No dia seguinte, às 8:30 já estávamos no barco para conhecer a casa do cabloco. Chovia, que é o clima preferido da Amazônia: chuva e calor! E em outubro parece que ele vem inteiro
“Fazia um calorão danado, o sol de outubro nos entorpece, uma sonolência mórbida nos imobiliza como uma anestesia poderosa.” Milton Hatoum, Dois irmãos.
A “casa do cabloco” não trouxe novidades, principalmente para quem nasceu no interior da Bahia e sabe como é a vida da agricultura de subsistência.
O mais interessante é a chegada até lá! Vimos diversos pássaros e jacarés, sim, muiiiiiitos jacarés, de dois tipos diferentes o tinga e o açú. A população que mora e comercializa em barcos, mesmo proibidos pela falta de saneamento, também é muito interessante.
Passamos a manhã inteira percorrendo um afluente do solimões e ao retornar ainda vimos o primeiro boto nadando perto da lancha!
O segundo passeio foi a pesca de piranha. As lanchas saem em dois horários 14:30 e 16:30, nos informaram que não era possível fazer duas vezes, mas quem marcou 14:30 conseguiu uma vaga no de 16:30. Questão de sorte! Então, se gostou da pesca, fique atento, vá no primeiro horário e torça para um espaço no segundo.

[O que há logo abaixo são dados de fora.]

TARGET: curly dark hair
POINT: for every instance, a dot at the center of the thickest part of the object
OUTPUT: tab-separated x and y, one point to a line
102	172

EM outro braço do solimões e em locais já conhecidos, todos sacam varas de bambu com iscas de carne para pescar piranha. Fiquei entendiada nos primeiros minutos, confesso também que estava com pena das piranhas :(, mas o marido se amarrou e poderia ficar horas pescando. O passeio alternativo é visitar a cabine do comandante, que tem vários horários disponíveis.
O terceiro passeio de barco acontece à noite e é o mais emocionante. Alguns minutos na escuridão do rio, iluminados apenas pelo pequeno foco da lanterna, procurando por jacarés. “Quem em sã consciência faria algo assim?”, me perguntei, mas nosso já familiar barco estava surpreendentemente cheio.
Eis que, o navegador vê um balanço suspeito, encosta o barco na margem e o guia, praticamente dobra o corpo sobre o rio e de lá sobe com um jacaré. A espécie mais comum no solimões, sem uma perna e parte do rabo, provavelmente comido por piranhas. Todos ficam estáticos, depois eufóricos, alguns com medo, outros contando piadas.
Algumas explicações biológicas e a devolução do pequeno e agressivo jacaré à margem. Mais procura, outros jacarés… alguns escapam, outro volta para o barco. No fim do passeio, o mais profundo silêncio e uma brisa fresca, inédita até agora, pairando no ambiente.
“A floresta: é sobrevoar, admirar, assombrar-se e desistir” Milton Hatoum, Dois irmãos.
No dia seguinte fomos em uma curta caminhada na região do Lago Janauarí. Realmente interessante o passeio, caminhando um pouco da margem do rio, já se sente na selva densa e úmida, o imaginário da maioria quando se fala em Amazônia. Exemplares de aves, plantas e, principalmente, árvores maravilhosas!
A região do Lago Janauarí é composta de muitos igarapés, nome em tupi que significa “caminho de canoa”. Nos momentos de cheia dos rios, as passagens se tornam navegáveis, permitindo outro tipo de passeio. Para conhecer a floresta parcialmente submersa, deve-se ir nos meses de maio a julho. No início do passeio há uma feirinha de artesanato em uma casa flutuante e um restaurante. Essa casa flutuante funciona há mais de 60 anos e vende artesanato das comunidades indígenas à beira do Solimões.
Os guias vão à frente ajudando a caminhar na lama que se forma de folhas em decomposição e da chuva intercorrente. De repente um lago com vitórias régias nos espera à frente. Estavam sem flores, mas ainda assim são interessantíssimas de se ver. Quando desabrocha sua flor vive por três dias e em três cores: branca, rosa e lilás.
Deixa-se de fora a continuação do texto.